ITAT Mumbai Upholds Deletion of Section 271(1)(c) Penalty Where Addition Based on Estimation in ITO vs Spark Diamonds
Overview of the Tribunal Ruling
The Income Tax Appellate Tribunal, Mumbai Bench, has reinforced the established principle that penalties under Section 271(1)(c) of the Income Tax Act, 1961 cannot be imposed when the underlying addition to income is based purely on estimation.
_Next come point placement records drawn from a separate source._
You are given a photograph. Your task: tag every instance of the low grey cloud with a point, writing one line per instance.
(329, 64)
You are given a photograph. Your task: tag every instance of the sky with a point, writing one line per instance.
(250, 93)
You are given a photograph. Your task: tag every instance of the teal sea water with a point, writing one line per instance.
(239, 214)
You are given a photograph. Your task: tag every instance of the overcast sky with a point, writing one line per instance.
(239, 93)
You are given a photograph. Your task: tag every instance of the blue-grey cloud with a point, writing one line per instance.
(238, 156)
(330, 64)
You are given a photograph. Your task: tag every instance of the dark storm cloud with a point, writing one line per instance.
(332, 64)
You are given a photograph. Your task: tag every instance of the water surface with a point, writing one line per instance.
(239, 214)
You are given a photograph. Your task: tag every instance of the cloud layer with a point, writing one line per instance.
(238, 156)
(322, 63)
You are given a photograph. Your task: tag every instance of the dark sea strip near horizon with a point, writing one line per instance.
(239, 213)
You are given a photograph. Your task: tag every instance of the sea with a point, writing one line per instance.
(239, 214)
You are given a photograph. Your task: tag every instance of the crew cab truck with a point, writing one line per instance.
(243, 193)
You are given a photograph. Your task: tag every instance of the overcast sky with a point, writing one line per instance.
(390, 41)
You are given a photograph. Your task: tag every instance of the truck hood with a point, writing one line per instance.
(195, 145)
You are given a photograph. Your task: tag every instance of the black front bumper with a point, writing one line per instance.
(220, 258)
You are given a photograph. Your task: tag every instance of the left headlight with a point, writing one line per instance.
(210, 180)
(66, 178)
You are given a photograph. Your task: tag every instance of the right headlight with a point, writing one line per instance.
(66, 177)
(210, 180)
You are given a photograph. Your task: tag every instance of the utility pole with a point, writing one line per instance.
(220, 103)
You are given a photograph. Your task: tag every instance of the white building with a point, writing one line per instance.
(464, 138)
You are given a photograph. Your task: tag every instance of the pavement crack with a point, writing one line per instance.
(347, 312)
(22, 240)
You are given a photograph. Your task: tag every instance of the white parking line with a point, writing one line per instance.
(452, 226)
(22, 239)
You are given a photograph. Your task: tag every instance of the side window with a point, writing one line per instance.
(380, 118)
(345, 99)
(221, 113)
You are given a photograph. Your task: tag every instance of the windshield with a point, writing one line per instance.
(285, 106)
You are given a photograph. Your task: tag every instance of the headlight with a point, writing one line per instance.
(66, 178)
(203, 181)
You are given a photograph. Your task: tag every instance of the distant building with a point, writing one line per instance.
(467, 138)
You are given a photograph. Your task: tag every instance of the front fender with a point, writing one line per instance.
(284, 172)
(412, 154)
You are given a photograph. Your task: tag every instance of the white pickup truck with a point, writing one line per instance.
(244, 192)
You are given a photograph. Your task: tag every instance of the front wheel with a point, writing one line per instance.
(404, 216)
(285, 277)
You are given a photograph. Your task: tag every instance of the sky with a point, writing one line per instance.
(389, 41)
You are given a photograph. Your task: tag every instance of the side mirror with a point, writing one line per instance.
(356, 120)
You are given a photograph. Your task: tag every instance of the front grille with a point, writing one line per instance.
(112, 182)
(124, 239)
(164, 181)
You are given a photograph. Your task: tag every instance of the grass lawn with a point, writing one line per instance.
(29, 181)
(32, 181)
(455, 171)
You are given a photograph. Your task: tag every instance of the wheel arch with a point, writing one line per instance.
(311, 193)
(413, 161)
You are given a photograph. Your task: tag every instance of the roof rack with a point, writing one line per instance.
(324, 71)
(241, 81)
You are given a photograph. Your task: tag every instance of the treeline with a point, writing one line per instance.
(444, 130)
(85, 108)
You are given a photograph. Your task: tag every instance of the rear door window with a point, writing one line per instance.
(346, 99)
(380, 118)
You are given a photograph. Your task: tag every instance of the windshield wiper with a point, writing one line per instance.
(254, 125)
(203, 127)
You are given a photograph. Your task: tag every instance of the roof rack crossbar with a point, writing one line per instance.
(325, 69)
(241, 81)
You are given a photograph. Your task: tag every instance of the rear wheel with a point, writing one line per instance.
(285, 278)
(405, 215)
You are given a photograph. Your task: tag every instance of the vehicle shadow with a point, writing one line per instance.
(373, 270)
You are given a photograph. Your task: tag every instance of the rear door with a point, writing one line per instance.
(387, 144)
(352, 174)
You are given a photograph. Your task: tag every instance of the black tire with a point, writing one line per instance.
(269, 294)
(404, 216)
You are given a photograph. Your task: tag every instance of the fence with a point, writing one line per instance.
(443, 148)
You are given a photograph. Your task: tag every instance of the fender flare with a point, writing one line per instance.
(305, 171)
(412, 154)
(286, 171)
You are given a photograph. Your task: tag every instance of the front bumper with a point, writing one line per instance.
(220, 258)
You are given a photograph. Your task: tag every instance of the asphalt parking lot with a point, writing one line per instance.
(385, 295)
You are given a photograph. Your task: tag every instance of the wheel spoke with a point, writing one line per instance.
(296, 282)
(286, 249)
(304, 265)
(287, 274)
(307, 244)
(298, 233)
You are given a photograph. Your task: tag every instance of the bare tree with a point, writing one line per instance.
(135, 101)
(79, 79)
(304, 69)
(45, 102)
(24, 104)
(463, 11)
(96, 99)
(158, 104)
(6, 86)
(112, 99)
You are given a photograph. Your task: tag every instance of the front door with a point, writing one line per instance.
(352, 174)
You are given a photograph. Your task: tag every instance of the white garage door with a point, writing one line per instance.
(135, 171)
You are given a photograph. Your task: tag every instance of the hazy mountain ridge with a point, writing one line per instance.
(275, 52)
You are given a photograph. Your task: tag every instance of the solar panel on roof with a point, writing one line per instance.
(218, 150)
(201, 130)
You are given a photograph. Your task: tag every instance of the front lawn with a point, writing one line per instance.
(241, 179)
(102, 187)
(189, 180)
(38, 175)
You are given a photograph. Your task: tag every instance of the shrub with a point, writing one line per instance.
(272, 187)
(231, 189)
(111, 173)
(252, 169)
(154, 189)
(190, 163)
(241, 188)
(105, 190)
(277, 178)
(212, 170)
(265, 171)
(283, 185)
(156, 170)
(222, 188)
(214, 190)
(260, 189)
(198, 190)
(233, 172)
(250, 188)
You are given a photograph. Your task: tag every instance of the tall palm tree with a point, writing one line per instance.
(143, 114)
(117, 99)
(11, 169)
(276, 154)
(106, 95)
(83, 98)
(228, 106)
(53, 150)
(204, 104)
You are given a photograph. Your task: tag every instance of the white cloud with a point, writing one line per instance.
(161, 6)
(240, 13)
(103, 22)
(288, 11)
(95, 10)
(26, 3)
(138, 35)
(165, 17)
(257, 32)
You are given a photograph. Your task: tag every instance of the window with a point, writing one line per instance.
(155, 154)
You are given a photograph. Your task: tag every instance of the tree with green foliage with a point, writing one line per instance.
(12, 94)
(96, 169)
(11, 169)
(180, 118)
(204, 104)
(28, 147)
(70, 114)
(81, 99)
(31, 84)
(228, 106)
In the matter concerning ITO vs Spark Diamonds, the Tribunal dismissed the Revenue's appeal and confirmed the order passed by the Commissioner of Income Tax (Appeals) [CIT(A)], which had set aside the penalty levied by the Assessing Officer.
This decision pertains to Assessment Year 2007-08 and reiterates the long-standing legal position that estimations involve inherent approximations and do not constitute definitive proof of concealment or furnishing of inaccurate income particulars.
Background Facts of the Case
During the course of assessment proceedings for AY 2007-08, the Assessing Officer scrutinized the transactions of Spark Diamonds and concluded that certain purchases amounting to ₹22.61 lakh were not genuine. Rather than disallowing the entire amount, the Assessing Officer adopted an estimated approach and added 6% of the alleged bogus purchases to the assessee's income, which worked out to ₹1.35 lakh approximately.
Following the confirmation of this estimated addition, the Assessing Officer proceeded to initiate penalty proceedings under Section 271(1)(c) of the Income Tax Act, 1961. The penalty was computed at ₹41,940, representing 100% of the tax that was sought to be evaded on the addition of ₹1.35 lakh. The basis for levying the penalty was that the assessee had furnished inaccurate particulars of income.
Proceedings Before the CIT(A)
Aggrieved by the penalty order, the assessee preferred an appeal before the National Faceless Appeal Centre (NFAC), Delhi, functioning as the CIT(A). The appellate authority examined the penalty levy in light of the nature of the addition made during assessment.
The CIT(A) noted that the addition itself was based entirely on estimation and not on any concrete evidence establishing deliberate concealment or the furnishing of false particulars. Relying on the settled jurisprudence of various benches of the Income Tax Appellate Tribunal, particularly the decision in the case of Ajay Loknath Lohia v. ITO, the CIT(A) concluded that penalty under Section 271(1)(c) cannot be sustained when the addition is based on estimation.
The CIT(A) accordingly deleted the penalty of ₹41,940 and allowed relief to the assessee.
Revenue's Appeal to ITAT Mumbai
Dissatisfied with the deletion of penalty, the Revenue filed an appeal before the Income Tax Appellate Tribunal, Mumbai Bench. The appeal was registered as ITA No. 5566/Mum/2025 and was heard on 07/01/2026.
During the hearing, no representative appeared on behalf of the assessee, and no application for adjournment was filed. The Tribunal proceeded to dispose of the appeal ex-parte after hearing the submissions of the Departmental Representative.
Submissions Before the Tribunal
The Departmental Representative appearing for the Revenue defended the penalty order passed by the Assessing Officer and argued that the penalty was rightly levied for furnishing inaccurate particulars of income. However, the Revenue was unable to present any judicial precedent that would counter the reasoning adopted by the CIT(A) or challenge the established legal position on penalties on estimated additions.
Analysis and Observations by the Tribunal
The Tribunal commenced its analysis by examining the foundational basis on which the penalty was imposed. It observed that the entire penalty levy was consequential to an estimated addition of ₹1.35 lakh, which itself represented 6% of alleged bogus purchases totaling ₹22.61 lakh.